Semi-stealth: The Non-Binary Experience

At my newest job, they have a clause that protects gender identity. Most would assume that that means you can transition freely. But those of us who are non-binary know that this can be a really different experience for those of us who aren’t clearly one thing or the other.

One of my new coworkers, in a stroke of what I’m sure she thought was being a great ally, asked me in front of an entire line of customers which pronouns I’d “prefer”, then followed up with the fact that she had a non-binary roommate. I chuckled and told her she was nice for asking, but I didn’t have time for it.

It’s true, I’m non-binary, and I’m open about it to those who ask (in a more private setting)…but for work, I let myself appear to be a tomboy, and function as a girl. Not because I’m ashamed of who I am, but because I’ve noticed that openly coming out means constantly arguing or explaining my identity. Talk about exhausting! And customers don’t really care if I prefer gender neutral pronouns; they just want to get their burritos and move on. I don’t consider my work life to be the same as my personal life anyways, so this degree of separation is actually quite good for me.

However, it’s easy for binary trans people to see this as living a lie.

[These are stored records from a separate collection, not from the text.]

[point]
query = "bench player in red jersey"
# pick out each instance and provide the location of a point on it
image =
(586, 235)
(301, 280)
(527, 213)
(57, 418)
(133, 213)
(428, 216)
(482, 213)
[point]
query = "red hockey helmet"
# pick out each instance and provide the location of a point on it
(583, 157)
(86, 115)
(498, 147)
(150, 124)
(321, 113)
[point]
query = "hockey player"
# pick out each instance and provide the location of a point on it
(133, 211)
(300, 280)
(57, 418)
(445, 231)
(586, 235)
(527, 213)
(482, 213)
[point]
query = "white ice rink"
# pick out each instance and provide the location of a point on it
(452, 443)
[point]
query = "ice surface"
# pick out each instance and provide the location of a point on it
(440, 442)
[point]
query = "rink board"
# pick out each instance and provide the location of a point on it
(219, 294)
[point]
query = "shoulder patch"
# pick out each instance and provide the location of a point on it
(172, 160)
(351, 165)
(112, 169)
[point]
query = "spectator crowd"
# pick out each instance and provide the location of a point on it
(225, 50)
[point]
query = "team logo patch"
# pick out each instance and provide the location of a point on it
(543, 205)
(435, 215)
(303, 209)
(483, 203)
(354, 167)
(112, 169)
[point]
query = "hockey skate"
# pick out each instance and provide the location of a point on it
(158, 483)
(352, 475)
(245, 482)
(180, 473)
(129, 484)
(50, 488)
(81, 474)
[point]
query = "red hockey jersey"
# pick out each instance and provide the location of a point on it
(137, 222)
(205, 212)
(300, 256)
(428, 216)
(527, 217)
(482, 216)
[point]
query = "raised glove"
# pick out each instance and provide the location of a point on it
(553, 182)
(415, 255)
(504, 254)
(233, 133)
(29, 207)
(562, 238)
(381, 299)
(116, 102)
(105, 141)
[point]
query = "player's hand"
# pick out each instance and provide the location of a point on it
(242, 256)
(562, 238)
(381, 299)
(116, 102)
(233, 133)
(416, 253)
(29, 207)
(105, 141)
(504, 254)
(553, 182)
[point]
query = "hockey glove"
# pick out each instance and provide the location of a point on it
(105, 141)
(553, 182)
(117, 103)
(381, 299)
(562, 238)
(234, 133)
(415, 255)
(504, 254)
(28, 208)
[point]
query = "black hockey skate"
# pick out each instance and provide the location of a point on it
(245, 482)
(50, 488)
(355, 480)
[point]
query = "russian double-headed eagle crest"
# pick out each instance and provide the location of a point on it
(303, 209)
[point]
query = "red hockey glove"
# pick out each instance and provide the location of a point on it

They remember trying to force themselves to be one or the other, and how painful it was. And I guess if I did that in every facet of my life and didn’t identify even a little with femininity, that would be an issue for me too. But I’m a mix, and I don’t find womanhood demeaning or insulting. I find it to be a great customer service face. And frankly, I know who I am, and my loved ones know who I am, and that’s what really matters for me.

I think a lot of non-binary people choose to allow people to assume what they want in order to make things simple, and that’s okay. Telling another non-binary person how to live? Not okay.